Михаил Шолохов. Тихий Дон. Кн. 1 и 2-ая. Московский рабочий
Роман этот, изображающий казачью среду перед войной, во время войны и в начале революции, почти прославил своего автора; во всяком случае, дал ему широкую известность, несомненно им заслуженную. У Шолохова большой талант, не худосочный и не мнимо-«черноземный», какие во множестве преподносятся читателю различными пролетарскими издательствами. Шолохов – казак, знает и любит то, что описывает, он кровно привязан к этой – то семейной и хозяйственной, то воинственно-вольной – жизни, равнодушен ко всему постороннему, и потому так искусственны у него интеллигентские рассуждения некоторых героев, коммунистические проповеди и споры. Мертвость большевицки-благонамеренных «типов» и жизненность, любовное изображение «типов контрреволюционных», а также воздаяние должного личной нравственной чистоте Каледина, Корнилова, Алексеева вызвали бурю в советской критике и множество недоумений по поводу нового пролетарского писателя.

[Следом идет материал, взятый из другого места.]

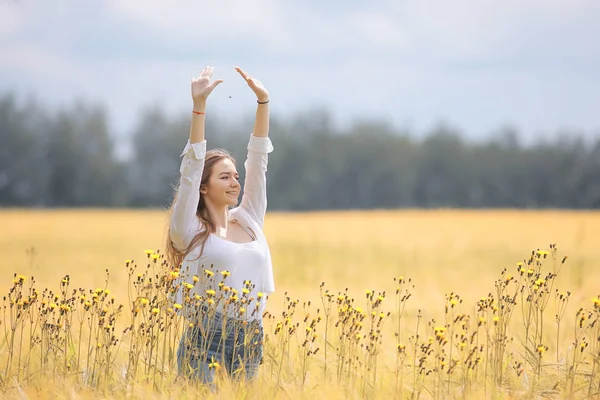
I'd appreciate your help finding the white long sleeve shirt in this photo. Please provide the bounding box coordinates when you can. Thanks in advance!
[170,134,275,321]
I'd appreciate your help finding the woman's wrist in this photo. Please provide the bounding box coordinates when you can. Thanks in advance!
[257,96,269,104]
[193,99,207,112]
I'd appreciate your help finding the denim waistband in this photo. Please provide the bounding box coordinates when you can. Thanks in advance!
[194,305,263,327]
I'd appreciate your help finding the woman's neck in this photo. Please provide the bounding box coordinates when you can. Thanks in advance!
[206,205,229,232]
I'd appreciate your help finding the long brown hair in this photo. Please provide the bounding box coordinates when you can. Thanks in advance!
[165,148,236,270]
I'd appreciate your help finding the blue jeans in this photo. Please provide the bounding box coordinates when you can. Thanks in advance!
[177,308,264,385]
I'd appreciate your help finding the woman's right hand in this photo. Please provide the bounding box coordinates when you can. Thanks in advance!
[191,66,223,104]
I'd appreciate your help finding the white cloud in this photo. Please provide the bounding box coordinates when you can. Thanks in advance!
[0,42,76,77]
[348,12,410,48]
[105,0,291,49]
[0,0,599,139]
[385,0,600,60]
[0,2,23,35]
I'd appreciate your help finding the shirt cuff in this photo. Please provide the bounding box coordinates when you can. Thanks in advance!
[180,140,207,159]
[248,134,274,153]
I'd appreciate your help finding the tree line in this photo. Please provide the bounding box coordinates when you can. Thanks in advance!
[1,92,599,210]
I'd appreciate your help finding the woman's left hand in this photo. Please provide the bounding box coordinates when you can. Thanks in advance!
[235,66,269,103]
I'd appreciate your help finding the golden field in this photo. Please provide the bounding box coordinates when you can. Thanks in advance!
[0,209,599,399]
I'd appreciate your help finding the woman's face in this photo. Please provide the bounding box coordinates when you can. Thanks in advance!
[201,158,241,207]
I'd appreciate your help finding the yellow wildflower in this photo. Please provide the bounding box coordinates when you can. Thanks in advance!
[537,345,547,356]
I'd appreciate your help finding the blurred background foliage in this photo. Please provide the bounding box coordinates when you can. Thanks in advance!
[1,92,599,210]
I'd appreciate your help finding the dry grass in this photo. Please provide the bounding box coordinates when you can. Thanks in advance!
[0,209,599,399]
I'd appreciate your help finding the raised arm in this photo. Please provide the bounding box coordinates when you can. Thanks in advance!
[235,66,270,139]
[235,66,273,226]
[169,66,223,250]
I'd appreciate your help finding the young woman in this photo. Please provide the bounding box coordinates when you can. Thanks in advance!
[165,66,275,385]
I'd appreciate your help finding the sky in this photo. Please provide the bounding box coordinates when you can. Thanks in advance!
[1,0,599,145]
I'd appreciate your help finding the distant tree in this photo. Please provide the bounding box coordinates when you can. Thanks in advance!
[42,102,124,206]
[1,90,600,210]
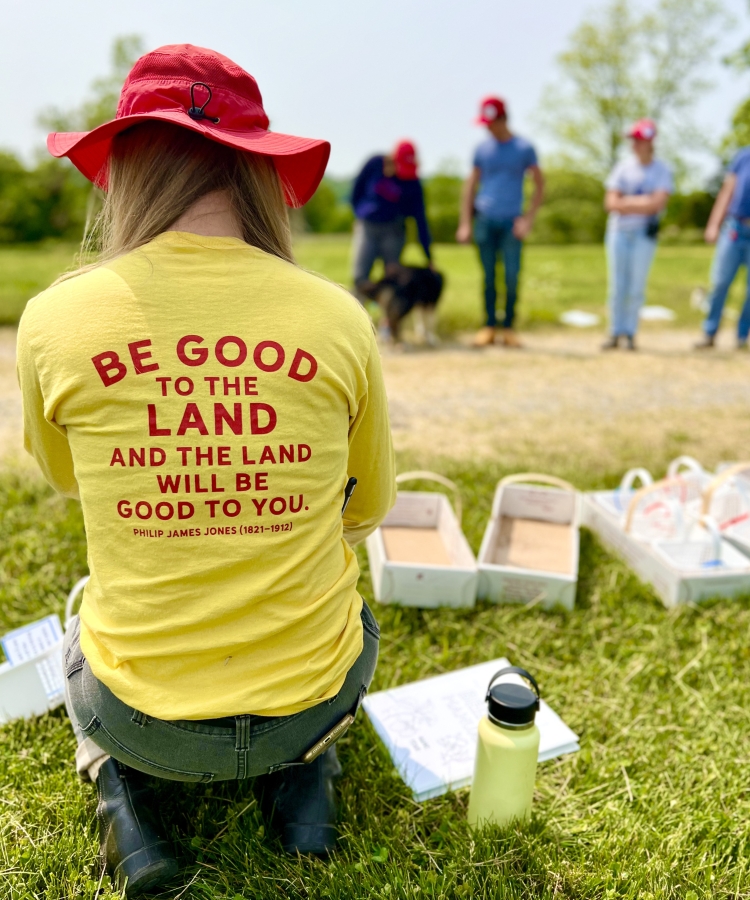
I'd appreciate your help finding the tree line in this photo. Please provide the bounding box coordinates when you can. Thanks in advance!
[0,153,716,246]
[1,2,746,246]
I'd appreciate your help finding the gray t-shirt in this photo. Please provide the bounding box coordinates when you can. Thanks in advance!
[605,156,673,231]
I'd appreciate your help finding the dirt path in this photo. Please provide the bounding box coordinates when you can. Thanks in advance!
[381,328,750,475]
[3,325,750,478]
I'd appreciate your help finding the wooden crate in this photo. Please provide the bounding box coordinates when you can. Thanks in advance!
[701,463,750,559]
[477,474,580,611]
[366,472,477,609]
[582,475,750,608]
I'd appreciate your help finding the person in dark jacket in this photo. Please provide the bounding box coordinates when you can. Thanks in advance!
[350,141,433,297]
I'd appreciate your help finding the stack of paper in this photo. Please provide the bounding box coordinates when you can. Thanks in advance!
[363,657,580,802]
[0,615,65,724]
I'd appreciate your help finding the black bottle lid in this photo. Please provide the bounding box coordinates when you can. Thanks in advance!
[485,667,540,728]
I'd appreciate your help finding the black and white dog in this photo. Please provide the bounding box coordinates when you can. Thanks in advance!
[364,266,444,344]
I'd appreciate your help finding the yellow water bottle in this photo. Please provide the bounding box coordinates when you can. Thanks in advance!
[467,666,541,829]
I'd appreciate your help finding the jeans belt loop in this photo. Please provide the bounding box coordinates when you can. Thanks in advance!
[235,715,251,779]
[130,709,149,727]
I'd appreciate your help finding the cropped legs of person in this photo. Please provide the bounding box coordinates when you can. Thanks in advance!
[699,221,750,348]
[63,608,380,895]
[623,232,656,344]
[736,263,750,348]
[605,227,630,347]
[604,228,655,349]
[499,224,523,346]
[352,219,406,302]
[474,217,522,347]
[474,216,502,345]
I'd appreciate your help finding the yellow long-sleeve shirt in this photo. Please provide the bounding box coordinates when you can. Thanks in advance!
[17,231,395,719]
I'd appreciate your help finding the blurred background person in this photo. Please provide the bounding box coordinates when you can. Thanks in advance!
[350,141,433,300]
[602,119,672,351]
[695,145,750,349]
[456,96,544,348]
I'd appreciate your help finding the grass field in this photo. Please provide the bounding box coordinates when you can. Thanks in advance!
[3,237,750,898]
[3,461,750,900]
[1,236,748,332]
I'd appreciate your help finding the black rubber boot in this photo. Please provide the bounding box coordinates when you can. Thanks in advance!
[601,335,620,350]
[261,747,342,856]
[625,335,637,351]
[96,758,178,896]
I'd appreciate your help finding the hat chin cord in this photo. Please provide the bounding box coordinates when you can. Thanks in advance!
[187,82,220,124]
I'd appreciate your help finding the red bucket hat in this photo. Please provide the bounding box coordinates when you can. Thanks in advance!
[393,140,418,180]
[46,44,330,208]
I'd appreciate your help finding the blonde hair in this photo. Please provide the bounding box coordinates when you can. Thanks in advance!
[74,121,294,273]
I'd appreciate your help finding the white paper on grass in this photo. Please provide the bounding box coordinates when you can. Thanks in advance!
[1,614,63,665]
[33,654,65,701]
[639,305,675,321]
[0,615,65,703]
[559,310,600,328]
[363,657,580,802]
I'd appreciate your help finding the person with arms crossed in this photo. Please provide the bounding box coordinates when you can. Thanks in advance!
[19,44,395,896]
[695,145,750,349]
[602,119,673,351]
[350,140,433,300]
[457,96,544,348]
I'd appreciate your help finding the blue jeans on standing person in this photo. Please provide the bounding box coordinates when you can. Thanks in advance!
[473,215,522,328]
[352,217,406,288]
[605,224,657,337]
[702,217,750,341]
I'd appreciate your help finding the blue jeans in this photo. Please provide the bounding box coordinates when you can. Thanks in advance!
[474,215,522,328]
[63,605,380,782]
[605,225,657,337]
[703,217,750,340]
[352,218,406,287]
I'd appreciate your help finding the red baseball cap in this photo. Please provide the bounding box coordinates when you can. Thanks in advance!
[393,140,418,180]
[46,44,330,208]
[476,96,507,125]
[627,118,657,141]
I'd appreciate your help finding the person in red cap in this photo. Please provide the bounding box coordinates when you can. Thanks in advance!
[602,118,673,350]
[18,44,395,892]
[694,142,750,349]
[457,96,544,347]
[350,140,433,306]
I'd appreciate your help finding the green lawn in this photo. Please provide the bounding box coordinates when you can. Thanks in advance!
[2,464,750,899]
[3,237,750,898]
[1,236,747,332]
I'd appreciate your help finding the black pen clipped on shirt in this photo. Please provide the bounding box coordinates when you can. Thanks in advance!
[341,477,357,516]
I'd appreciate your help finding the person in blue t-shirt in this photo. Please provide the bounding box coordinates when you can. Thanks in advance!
[457,96,544,347]
[695,147,750,349]
[602,118,673,351]
[350,140,432,298]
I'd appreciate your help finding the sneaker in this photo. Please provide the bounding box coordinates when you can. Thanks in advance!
[601,335,620,351]
[472,326,496,347]
[694,334,715,350]
[500,328,523,348]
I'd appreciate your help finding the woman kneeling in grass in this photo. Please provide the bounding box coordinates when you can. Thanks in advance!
[17,44,395,896]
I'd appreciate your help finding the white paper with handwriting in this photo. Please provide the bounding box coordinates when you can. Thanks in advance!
[363,657,580,801]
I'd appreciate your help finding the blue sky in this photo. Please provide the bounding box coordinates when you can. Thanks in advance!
[5,0,749,179]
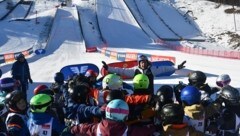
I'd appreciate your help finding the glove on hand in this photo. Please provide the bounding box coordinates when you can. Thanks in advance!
[102,61,108,70]
[177,60,186,70]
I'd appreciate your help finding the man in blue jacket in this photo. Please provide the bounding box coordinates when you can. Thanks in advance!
[11,53,33,98]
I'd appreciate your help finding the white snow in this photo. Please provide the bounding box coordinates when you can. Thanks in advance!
[0,0,240,100]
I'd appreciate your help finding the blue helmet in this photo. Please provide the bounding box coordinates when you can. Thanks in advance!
[180,86,201,105]
[106,99,129,121]
[54,72,64,83]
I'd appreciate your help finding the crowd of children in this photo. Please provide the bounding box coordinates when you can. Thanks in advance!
[0,55,239,136]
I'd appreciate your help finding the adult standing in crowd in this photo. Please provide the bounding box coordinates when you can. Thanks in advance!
[11,53,33,98]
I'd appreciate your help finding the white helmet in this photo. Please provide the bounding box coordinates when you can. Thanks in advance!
[216,74,231,87]
[102,74,123,90]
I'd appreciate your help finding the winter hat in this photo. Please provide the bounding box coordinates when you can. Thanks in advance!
[0,77,15,92]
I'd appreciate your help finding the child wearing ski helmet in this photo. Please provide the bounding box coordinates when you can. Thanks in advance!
[28,93,65,136]
[33,85,65,124]
[62,99,156,136]
[127,74,156,125]
[4,90,30,136]
[89,74,123,106]
[188,71,215,96]
[214,85,240,136]
[180,86,219,134]
[64,84,104,124]
[102,55,186,94]
[155,85,174,112]
[216,74,231,88]
[160,103,204,136]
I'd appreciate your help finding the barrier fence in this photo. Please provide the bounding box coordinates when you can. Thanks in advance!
[155,39,240,60]
[97,47,176,64]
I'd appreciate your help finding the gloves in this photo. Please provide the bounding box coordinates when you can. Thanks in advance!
[102,61,108,70]
[29,78,33,84]
[61,126,73,136]
[177,60,186,70]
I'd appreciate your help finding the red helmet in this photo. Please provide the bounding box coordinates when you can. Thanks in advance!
[85,70,98,78]
[33,85,48,95]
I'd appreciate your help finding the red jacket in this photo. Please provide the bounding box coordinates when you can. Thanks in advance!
[71,119,156,136]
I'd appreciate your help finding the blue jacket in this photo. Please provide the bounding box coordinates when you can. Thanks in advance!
[63,87,103,123]
[11,60,31,84]
[28,112,65,135]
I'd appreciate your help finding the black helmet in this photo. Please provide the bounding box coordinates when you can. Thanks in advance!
[161,103,184,125]
[69,85,89,103]
[188,71,206,86]
[106,90,125,103]
[156,85,173,103]
[54,72,64,84]
[219,85,240,106]
[5,90,26,111]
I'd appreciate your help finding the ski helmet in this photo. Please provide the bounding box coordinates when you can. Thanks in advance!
[156,85,174,103]
[30,94,53,113]
[85,70,98,78]
[0,91,7,116]
[216,74,231,88]
[5,90,26,111]
[102,74,123,90]
[138,55,148,63]
[33,84,48,95]
[219,85,240,106]
[106,90,125,103]
[54,72,64,84]
[138,55,150,66]
[106,99,129,121]
[0,77,16,92]
[188,71,206,86]
[133,74,149,90]
[161,103,184,125]
[69,84,89,103]
[180,86,201,106]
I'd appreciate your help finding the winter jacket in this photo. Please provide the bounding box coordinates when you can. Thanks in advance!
[108,66,176,94]
[28,112,65,136]
[70,119,156,136]
[5,112,30,136]
[63,88,104,124]
[11,59,31,84]
[183,103,219,133]
[162,123,204,136]
[217,106,240,136]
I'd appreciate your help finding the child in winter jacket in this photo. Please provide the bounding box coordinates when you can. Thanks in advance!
[62,99,156,136]
[4,90,30,136]
[28,94,65,136]
[160,103,204,136]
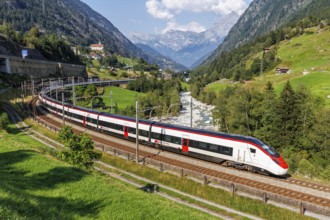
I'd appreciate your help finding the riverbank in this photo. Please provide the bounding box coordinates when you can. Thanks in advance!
[154,92,217,131]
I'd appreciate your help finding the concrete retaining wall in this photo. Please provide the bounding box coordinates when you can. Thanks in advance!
[0,55,87,78]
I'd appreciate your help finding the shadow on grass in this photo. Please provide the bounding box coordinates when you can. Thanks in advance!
[0,150,103,219]
[6,126,25,135]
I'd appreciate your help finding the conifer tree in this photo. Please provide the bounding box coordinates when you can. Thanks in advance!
[274,81,297,149]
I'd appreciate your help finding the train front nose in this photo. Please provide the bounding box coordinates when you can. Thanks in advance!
[271,156,289,176]
[278,156,288,170]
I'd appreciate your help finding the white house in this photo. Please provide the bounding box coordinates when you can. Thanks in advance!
[90,42,104,51]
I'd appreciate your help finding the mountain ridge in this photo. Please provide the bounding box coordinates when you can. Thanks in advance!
[131,12,239,68]
[0,0,184,71]
[204,0,314,65]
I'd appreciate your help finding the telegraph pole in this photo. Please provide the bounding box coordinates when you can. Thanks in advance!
[72,76,76,106]
[110,90,113,113]
[31,77,34,97]
[62,93,65,126]
[190,97,193,128]
[260,52,264,76]
[136,101,139,163]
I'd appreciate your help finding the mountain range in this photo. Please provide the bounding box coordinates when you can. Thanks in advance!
[205,0,316,65]
[197,0,330,80]
[2,0,329,74]
[0,0,185,71]
[131,12,239,69]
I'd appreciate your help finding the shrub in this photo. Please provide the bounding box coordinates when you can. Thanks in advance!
[0,112,9,130]
[58,126,101,169]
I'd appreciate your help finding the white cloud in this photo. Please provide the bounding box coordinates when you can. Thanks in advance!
[162,21,206,33]
[146,0,174,20]
[146,0,248,18]
[146,0,249,33]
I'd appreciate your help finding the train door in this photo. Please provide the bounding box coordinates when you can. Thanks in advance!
[237,145,252,163]
[237,149,245,163]
[124,124,129,138]
[245,145,253,164]
[182,135,189,153]
[248,147,260,166]
[83,116,86,126]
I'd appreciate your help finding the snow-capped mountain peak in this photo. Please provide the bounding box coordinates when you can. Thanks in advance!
[130,12,239,68]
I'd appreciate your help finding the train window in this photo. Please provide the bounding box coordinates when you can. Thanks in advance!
[139,130,149,137]
[262,144,279,158]
[163,135,172,142]
[254,139,280,158]
[199,142,208,149]
[173,137,181,145]
[221,147,233,156]
[128,127,136,134]
[75,114,83,120]
[183,139,188,146]
[99,120,105,127]
[209,144,219,152]
[250,148,256,154]
[151,132,161,140]
[189,140,195,147]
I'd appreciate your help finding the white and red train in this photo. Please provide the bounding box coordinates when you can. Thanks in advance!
[39,91,288,176]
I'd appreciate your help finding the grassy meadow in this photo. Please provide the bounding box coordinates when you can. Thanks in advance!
[0,127,219,220]
[274,71,330,105]
[223,27,330,106]
[102,86,145,110]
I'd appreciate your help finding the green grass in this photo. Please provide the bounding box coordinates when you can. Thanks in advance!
[237,27,330,106]
[181,82,190,91]
[274,71,330,105]
[0,127,219,220]
[116,55,139,67]
[277,27,330,74]
[100,154,314,220]
[205,81,235,94]
[101,86,145,110]
[88,57,146,80]
[0,103,315,220]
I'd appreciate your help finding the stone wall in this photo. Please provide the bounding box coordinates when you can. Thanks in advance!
[0,55,87,78]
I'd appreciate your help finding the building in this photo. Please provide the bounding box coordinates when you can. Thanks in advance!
[90,42,104,51]
[276,68,291,75]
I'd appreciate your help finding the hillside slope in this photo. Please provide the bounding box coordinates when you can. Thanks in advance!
[204,0,314,65]
[0,0,182,70]
[206,26,330,106]
[260,27,330,105]
[0,0,138,56]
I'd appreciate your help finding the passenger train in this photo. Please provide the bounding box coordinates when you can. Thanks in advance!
[39,91,288,176]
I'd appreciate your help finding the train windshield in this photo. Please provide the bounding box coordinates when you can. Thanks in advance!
[255,139,280,158]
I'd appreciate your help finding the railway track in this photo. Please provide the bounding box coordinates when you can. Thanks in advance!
[31,98,330,216]
[283,178,330,194]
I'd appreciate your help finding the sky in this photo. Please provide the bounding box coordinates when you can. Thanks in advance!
[80,0,252,38]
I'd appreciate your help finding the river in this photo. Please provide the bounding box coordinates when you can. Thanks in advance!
[154,92,217,131]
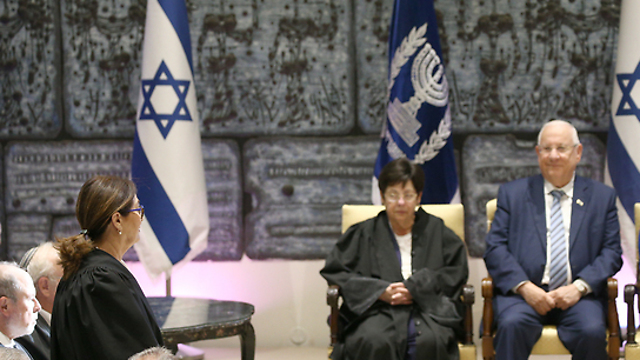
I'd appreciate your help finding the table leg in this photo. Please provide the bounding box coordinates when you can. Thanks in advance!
[240,322,256,360]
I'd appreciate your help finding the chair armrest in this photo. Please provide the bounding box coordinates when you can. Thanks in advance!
[625,284,637,345]
[327,285,340,346]
[461,284,475,345]
[607,277,620,360]
[481,277,495,360]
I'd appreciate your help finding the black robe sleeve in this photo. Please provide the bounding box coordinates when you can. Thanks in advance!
[320,220,392,316]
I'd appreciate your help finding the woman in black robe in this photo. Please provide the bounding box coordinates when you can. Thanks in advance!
[321,158,469,360]
[51,175,163,360]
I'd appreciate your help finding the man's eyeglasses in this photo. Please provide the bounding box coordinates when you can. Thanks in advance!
[126,205,145,220]
[385,192,418,203]
[538,144,578,155]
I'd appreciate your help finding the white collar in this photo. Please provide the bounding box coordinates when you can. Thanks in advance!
[543,175,575,198]
[0,330,15,348]
[39,309,51,326]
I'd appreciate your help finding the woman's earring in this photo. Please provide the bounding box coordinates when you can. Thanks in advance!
[119,230,122,235]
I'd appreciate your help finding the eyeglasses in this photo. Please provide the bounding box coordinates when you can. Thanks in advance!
[538,144,578,155]
[126,205,145,220]
[385,192,418,203]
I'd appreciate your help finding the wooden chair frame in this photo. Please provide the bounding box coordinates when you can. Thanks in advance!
[623,203,640,352]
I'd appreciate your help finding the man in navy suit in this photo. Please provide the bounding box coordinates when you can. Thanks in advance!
[484,120,623,360]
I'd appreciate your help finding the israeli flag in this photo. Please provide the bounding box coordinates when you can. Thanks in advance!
[372,0,459,205]
[131,0,209,278]
[606,0,640,270]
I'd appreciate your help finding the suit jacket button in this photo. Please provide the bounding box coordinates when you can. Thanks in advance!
[415,320,421,326]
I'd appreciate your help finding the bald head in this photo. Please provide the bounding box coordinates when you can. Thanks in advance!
[0,263,28,302]
[0,262,40,339]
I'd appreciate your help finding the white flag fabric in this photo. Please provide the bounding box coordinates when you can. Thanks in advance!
[606,0,640,270]
[131,0,209,278]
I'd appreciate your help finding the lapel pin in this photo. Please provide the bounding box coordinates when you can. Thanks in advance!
[576,199,584,206]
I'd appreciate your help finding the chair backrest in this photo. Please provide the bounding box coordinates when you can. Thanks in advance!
[341,204,464,241]
[486,199,497,232]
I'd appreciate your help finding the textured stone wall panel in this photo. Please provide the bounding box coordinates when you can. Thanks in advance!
[63,0,354,137]
[6,140,243,261]
[194,139,243,260]
[354,0,393,133]
[0,0,62,139]
[356,0,619,134]
[462,134,605,257]
[61,0,145,137]
[244,137,379,259]
[5,141,132,261]
[6,214,51,262]
[52,215,82,240]
[5,141,132,214]
[194,0,354,136]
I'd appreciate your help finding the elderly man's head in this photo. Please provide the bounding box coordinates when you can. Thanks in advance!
[0,262,40,340]
[535,120,583,188]
[21,242,63,314]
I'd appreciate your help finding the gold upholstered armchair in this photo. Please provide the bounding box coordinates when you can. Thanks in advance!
[622,203,640,359]
[481,199,620,360]
[326,204,476,360]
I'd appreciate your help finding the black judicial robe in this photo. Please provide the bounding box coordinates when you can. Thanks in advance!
[320,208,469,360]
[50,249,163,360]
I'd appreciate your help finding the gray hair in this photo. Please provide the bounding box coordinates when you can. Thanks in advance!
[128,347,177,360]
[537,119,580,146]
[0,262,23,302]
[22,242,59,289]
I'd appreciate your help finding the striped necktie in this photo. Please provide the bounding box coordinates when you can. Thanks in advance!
[548,189,568,290]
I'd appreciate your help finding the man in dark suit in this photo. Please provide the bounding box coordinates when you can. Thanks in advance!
[16,242,63,360]
[484,120,623,360]
[0,262,41,360]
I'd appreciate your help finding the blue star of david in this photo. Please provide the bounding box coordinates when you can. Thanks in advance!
[139,61,192,139]
[616,61,640,121]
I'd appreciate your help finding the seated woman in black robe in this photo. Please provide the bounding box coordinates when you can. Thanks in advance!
[51,175,163,360]
[321,158,469,360]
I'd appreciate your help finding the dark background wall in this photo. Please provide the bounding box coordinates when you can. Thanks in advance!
[0,0,619,261]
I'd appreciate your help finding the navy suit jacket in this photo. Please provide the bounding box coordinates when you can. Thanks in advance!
[484,175,622,314]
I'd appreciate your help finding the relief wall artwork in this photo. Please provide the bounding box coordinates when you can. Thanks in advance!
[0,0,619,261]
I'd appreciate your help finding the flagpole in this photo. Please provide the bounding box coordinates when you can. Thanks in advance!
[166,273,172,297]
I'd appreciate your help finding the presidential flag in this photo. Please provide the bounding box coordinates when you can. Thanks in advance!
[131,0,209,278]
[372,0,459,205]
[606,0,640,271]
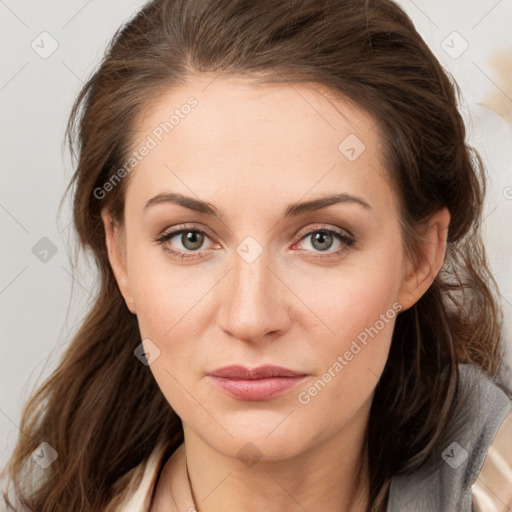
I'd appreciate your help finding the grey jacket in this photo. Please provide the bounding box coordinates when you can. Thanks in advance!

Самое замечательное – что Шолохов как бы «открывает» непосвященным своеобычную казачью жизнь, столь не похожую на крестьянскую. Недаром в романе постоянно противопоставляется «мужик», «русский», с одной стороны, «казак» – с другой, и даже неуклюжая русская «баба» и нарядная, бойкая «казачка». Иногда кажется, что Шолохов пишет на каком-то не русском, «казачьем» языке, и это выходит у него настолько естественно, что перестаешь замечать «региональные», местные обороты и выражения, и поневоле в них погружаешься. Он, действительно, «открывает» казачество, которого никто до него не пытался изобразить изнутри: были прекрасные наблюдения извне, были и неизбежные «фанфары».
Книга эта написана, как уже не раз указывалось, под некоторым влиянием Толстого. Несколько повествовательных центров, неожиданные переходы от одного к другому, нередко удачные их скрещивания, попытка встать на точку зрения каждого персонажа, ее объяснить и оправдать – все это, конечно, от Толстого. Французы называют подобное произведение – не основанное на едином сюжете и плавно текущее, как жизнь, как время – «roman-fleuve» (роман-река) и считают его русским изобретением и преимуществом, французской литературе почти недоступным. У Шолохова, как и в «Войне и мире», множество отдельных сюжетов, но в основе – «кусок времени», «кусок жизни» огромного круга людей. Впрочем, его роман – не бледное ученичество и не подражание: у автора свой строй фразы и, главное, свой внутренний тон.